A rehearsal is an investment. Furthermore it's an investment towards a desire that could damage the ego. The desire to put yourself on display and be vulnerable? To meet expectations? This vulnerability is at odds with a person's sense of control.
So there's a perceived risk in rehearsal. In commitment.
I'd wager it's not uncommon that improvisers develop a fear of success because the more they put into the investment (rehearsal) -- the more they also put into the risk of failure.
Know anyone who says something like this?
"I'm only doing this for shits and giggles. I'm not all that serious about this thing but it's fun so I keep doing it." (because being serious means that I am vulnerable to expectations. other's or my own)
This is a safeguard.
When it comes to rehearsals the risk is clearly an illusion. Rehearsal is always MORE reward than risk. Because shows are the REAL risk. Rehearsals are a controlled environment. How could rehearsal be a bad thing? Is a rehearsal like gambling where you strike it rich on a hot streak and then cash in your chips? "No need to keep doing it because I struck gold that one time." That's the reasoning we follow when we rehearse only sporadically. We safeguard ourselves from failure with a simple illusion.
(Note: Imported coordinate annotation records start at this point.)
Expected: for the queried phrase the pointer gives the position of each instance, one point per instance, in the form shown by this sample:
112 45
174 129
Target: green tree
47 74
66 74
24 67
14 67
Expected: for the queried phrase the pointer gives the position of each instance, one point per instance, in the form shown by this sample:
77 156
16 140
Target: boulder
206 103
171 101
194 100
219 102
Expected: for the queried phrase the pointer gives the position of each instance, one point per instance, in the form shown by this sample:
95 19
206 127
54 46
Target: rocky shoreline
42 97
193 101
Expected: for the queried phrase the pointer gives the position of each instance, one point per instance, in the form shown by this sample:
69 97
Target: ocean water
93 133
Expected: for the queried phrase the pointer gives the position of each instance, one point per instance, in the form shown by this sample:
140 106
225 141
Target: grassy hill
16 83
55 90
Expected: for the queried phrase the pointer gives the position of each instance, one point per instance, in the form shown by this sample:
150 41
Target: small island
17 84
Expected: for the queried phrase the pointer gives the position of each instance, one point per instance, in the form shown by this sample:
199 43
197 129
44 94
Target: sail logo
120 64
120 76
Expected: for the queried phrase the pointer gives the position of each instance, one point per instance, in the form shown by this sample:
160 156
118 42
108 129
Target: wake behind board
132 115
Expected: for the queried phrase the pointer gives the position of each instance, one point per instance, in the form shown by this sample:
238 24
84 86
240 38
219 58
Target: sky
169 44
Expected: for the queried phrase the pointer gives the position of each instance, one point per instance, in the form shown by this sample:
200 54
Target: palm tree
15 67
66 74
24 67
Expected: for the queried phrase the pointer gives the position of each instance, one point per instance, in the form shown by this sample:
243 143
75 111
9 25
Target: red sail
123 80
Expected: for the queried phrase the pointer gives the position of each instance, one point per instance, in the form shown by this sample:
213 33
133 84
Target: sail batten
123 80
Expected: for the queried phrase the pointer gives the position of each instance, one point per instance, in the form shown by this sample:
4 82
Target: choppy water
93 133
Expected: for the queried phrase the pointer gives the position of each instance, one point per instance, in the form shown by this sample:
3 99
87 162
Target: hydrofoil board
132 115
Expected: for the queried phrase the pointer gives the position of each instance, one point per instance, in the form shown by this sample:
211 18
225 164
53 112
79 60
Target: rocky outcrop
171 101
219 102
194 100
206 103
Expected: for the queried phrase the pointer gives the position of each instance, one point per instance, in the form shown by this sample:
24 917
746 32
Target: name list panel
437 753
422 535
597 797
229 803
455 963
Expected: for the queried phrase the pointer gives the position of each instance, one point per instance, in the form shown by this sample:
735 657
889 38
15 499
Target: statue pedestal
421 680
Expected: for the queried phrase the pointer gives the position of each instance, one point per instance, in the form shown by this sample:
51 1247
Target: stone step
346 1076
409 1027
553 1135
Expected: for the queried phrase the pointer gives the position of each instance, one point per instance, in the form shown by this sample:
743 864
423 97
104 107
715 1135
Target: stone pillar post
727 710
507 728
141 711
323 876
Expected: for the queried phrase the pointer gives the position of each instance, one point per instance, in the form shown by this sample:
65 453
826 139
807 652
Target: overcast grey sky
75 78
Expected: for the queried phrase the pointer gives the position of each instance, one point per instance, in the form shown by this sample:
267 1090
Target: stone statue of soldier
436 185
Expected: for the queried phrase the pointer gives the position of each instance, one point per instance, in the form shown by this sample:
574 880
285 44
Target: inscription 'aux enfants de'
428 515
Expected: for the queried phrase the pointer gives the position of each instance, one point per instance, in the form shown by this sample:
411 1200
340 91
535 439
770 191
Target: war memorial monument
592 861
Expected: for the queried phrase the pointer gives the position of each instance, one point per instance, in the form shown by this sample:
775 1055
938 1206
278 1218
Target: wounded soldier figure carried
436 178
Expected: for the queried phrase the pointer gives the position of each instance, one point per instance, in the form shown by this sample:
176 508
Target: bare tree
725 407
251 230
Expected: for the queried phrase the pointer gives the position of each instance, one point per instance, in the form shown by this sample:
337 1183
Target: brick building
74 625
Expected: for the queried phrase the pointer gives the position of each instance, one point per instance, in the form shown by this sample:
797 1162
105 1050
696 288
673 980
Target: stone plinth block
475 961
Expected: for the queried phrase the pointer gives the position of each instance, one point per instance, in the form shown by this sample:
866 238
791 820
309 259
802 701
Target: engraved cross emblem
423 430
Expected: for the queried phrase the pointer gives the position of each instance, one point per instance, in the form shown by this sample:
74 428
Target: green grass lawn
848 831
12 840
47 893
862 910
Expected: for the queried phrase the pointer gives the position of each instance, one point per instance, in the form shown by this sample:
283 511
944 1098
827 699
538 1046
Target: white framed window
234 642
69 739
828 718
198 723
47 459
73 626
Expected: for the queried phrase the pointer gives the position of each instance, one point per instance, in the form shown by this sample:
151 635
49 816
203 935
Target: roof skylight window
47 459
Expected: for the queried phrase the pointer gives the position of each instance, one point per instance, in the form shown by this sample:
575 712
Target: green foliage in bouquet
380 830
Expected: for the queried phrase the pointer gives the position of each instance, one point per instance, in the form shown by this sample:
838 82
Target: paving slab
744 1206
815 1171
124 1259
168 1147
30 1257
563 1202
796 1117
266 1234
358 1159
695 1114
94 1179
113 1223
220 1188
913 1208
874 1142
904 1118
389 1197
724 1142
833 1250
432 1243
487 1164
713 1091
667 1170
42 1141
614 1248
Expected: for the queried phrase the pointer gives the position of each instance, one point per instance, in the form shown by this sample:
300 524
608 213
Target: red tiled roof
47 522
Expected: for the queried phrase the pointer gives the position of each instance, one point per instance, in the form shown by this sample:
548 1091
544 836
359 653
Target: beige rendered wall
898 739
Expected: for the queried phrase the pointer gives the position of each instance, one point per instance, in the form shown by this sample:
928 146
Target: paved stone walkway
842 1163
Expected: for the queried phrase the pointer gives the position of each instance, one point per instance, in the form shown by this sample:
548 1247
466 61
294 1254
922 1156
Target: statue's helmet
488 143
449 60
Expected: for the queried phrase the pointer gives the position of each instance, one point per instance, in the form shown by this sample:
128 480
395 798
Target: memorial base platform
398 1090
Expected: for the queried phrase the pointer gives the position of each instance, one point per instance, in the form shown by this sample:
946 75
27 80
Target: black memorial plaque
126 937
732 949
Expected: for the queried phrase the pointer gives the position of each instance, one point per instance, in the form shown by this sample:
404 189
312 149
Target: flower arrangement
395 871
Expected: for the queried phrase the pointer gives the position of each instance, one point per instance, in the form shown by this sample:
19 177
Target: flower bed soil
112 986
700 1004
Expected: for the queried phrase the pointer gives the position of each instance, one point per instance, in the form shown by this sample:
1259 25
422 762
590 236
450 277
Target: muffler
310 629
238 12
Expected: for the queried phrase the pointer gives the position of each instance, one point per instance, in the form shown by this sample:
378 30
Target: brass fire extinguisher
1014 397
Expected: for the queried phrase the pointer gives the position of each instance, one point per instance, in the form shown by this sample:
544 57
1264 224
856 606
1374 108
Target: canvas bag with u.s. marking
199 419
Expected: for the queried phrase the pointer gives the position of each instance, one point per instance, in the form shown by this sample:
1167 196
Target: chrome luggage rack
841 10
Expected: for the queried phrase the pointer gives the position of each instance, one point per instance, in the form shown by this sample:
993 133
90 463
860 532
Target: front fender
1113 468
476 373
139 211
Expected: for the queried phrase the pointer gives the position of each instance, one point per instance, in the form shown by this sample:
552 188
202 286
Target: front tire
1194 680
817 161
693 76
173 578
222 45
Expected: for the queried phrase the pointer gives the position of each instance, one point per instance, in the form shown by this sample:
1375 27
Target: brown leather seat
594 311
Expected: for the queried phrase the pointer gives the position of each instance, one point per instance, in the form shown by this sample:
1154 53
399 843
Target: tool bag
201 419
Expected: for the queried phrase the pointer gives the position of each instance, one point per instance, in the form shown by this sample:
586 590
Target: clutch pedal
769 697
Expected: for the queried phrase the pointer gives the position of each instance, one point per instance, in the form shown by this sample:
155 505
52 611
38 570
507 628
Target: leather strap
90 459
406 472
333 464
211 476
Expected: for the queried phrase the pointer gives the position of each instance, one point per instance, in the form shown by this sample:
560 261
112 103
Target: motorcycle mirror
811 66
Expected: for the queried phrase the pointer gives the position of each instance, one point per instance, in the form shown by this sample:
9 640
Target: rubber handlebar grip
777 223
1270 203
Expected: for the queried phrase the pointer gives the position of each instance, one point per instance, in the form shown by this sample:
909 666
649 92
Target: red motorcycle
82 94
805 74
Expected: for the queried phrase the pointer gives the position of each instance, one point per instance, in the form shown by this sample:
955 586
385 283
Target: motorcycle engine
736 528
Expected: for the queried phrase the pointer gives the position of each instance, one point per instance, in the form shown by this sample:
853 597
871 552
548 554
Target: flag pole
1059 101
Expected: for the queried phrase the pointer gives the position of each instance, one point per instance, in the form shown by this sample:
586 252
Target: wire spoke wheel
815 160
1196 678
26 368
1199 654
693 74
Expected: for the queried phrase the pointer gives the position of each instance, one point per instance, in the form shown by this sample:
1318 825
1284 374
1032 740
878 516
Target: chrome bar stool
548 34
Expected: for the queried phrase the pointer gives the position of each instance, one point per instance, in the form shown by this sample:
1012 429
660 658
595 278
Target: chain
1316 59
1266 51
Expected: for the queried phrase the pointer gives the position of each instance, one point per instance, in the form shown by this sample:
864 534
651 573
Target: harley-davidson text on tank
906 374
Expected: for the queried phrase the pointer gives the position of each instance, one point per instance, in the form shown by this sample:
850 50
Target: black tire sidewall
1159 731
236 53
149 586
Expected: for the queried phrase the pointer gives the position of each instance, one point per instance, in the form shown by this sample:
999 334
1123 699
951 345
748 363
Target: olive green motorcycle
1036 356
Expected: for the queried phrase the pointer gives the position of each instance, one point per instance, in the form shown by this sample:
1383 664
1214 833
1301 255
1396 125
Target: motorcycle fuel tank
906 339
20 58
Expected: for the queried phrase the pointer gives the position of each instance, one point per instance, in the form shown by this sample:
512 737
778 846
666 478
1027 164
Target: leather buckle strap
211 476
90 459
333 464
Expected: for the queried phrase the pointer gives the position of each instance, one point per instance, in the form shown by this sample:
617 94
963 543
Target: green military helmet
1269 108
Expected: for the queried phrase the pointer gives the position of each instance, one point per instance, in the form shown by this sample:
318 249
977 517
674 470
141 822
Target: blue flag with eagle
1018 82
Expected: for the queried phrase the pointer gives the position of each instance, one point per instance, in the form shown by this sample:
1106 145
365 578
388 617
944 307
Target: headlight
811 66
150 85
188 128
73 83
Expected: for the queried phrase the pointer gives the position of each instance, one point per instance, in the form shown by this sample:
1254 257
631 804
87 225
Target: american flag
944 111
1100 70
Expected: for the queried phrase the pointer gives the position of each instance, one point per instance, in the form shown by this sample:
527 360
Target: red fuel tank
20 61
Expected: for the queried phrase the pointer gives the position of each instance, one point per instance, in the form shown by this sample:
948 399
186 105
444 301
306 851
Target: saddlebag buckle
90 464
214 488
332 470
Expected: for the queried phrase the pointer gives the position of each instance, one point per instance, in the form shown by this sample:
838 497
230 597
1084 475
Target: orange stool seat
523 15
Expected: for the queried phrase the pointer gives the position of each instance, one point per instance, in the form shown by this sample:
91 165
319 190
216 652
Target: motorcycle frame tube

You had a good show once. OK. Do what you did (rehearse) to have another good show.
We all *know* that each rehearsal offers a new experience based on previous experiences. We grow little by little based on these experiences. Every time. Every time. Rehearsals encourage actual strength. But often enough-- a human's perception of fear won't allow them to latch onto this objective reasoning. And worse yet, the person's ego pushes to stay in the spotlight. "I'm good because... me."
The ego resents rehearsal because it reflects back our own fear that we aren't good by default. To stay sharp you gotta stay sharpening. This goes against our desire for universal acceptance and approval.
So you end up with a troupe of different commitment levels and often-- fear levels of success. You have to push through it with an "everyone all onboard" attitude. We ARE going to invest into this passion of ours. We will make ourselves vulnerable to failure. There's no safeguarding failure with a "too cool for school" attitude. Fuck that. That's weakness trying to disguise itself. That's insecurity.
You gotta have a troupe cheerleader and hopefully all have each other's backs (genuinely) to spot when someone develops a perceived risk that isn't living in an objective reality. To lift each other up. Above our insecurities as humans.
I say commit to the things you love. People who are "too cool for school" are the ones wearing billboards for their own insecurities. Push them past it.